Sunday, May 13, 2007

Have Achievement Points™ Ruined Gaming?

In my post about the Shivering Isles, I wondered whether Achievements have ruined gaming. (Or maybe ruined me as a gamer.) Dead Rising, which has received acclaim for its creative use of Achievements, seems like exactly the sort of game that is either making our lives as gamers more wonderful... or more revolting. If anyone has any advice for how I might cure my illness...


Just to re-cap.


From my ruminations on Shivering Isles: "And that's why Achievements are a beautiful thing. (Or are they?) I visit all the changing rooms at the Willamette Mall... because it's an achievement. I comb the Pacific City skyline for orbs... because it's an achievement. GoW II rested in its original wrapping for weeks and even Puzzle Quest is hardly enough to lure me away from my 360. My PS3 is gathering dust (mostly) and my Wii is left by the wayside. All because of those lovely, addictive, damned points. Seriously... why would I ever play Cloning Clyde instead of Twilight Princess!?!"


The sad reality.

There is an achievement in Dead Rising that requires you to kill 53,594 zombies in a single play-through. (That's the exact population of Willamette, according to the opening cinema.) After browsing the message boards, my boyfriend discovered that the best way to earn this achievement is to take a car into the maintenance tunnels, do a quick loop to mow down any zombies in your path, then rinse and repeat. About 150 times.

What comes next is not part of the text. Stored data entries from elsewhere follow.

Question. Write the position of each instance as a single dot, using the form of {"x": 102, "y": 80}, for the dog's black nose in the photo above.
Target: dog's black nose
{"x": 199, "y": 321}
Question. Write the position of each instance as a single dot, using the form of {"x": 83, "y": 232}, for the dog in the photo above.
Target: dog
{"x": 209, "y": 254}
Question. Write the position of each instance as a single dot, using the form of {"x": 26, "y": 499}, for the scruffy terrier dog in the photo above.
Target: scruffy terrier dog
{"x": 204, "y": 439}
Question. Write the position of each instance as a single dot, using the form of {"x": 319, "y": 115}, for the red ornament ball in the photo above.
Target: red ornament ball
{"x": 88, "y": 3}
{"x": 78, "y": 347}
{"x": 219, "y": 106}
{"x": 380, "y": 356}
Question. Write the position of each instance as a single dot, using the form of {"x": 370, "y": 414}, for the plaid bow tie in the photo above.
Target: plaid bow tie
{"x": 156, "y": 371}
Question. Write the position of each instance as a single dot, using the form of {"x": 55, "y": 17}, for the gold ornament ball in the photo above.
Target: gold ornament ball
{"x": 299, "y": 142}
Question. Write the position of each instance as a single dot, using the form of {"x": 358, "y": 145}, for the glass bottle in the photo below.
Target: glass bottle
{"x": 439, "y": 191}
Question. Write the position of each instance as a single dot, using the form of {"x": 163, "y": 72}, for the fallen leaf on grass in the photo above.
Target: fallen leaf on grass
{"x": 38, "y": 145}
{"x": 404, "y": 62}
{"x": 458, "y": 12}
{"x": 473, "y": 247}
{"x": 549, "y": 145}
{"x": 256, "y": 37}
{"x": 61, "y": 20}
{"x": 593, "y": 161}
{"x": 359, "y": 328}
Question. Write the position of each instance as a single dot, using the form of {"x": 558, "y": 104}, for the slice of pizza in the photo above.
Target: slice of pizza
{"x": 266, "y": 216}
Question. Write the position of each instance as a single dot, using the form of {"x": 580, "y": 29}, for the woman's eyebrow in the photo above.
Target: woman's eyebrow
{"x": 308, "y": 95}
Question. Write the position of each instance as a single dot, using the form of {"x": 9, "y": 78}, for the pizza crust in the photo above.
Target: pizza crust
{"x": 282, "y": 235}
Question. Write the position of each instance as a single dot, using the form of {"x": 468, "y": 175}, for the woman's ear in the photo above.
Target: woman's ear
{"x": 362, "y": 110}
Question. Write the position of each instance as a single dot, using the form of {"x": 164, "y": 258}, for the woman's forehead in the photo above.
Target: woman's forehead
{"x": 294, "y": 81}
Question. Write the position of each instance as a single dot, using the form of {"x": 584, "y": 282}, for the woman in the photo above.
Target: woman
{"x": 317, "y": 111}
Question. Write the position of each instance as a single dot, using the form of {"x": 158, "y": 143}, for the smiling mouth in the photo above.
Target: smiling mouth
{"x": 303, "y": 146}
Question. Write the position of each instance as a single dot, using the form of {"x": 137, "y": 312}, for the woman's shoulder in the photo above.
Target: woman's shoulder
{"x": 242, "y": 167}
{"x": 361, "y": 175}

To me, this represents the ultimate in gaming insanity. Yesterday, I watched him drive this monotonous route for nearly 3 hours of straight, tedious gameplay. All for an Achievement. He is currently spending another 7 hours playing through the game a third time (and wrestling with some pretty frustrating AI) so that he can escort 50 survivors successfully (and answer all the transceiver calls). And when he's finished this, I have no doubt that he will play through a fourth time to get any achievements he might be missing. This is insane! This I do not condone! This is exactly... what I want to do now! I'm not proud of this weakness. Why should we keep playing a game when it becomes painful? Aren't there a hundred beautifully designed games begging for our attention? Is any frackin' game worth 200 Achievement Points?

But whether or not they foresaw the Achievement craze, Microsoft must be feeling pretty smart about now. I am buying and playing games for this system because of Achievements. Of course there are exceptions. (Any true gamer buys a game like Rainbow Six: Vegas on 360 because of online play.) But why preorder GTA IV or Assassin's Creed for 360 when they will be co-released—and potentially more graphically stunning—on PS3? Because that's exactly what I did.

I have absolutely no defensible point to argue here.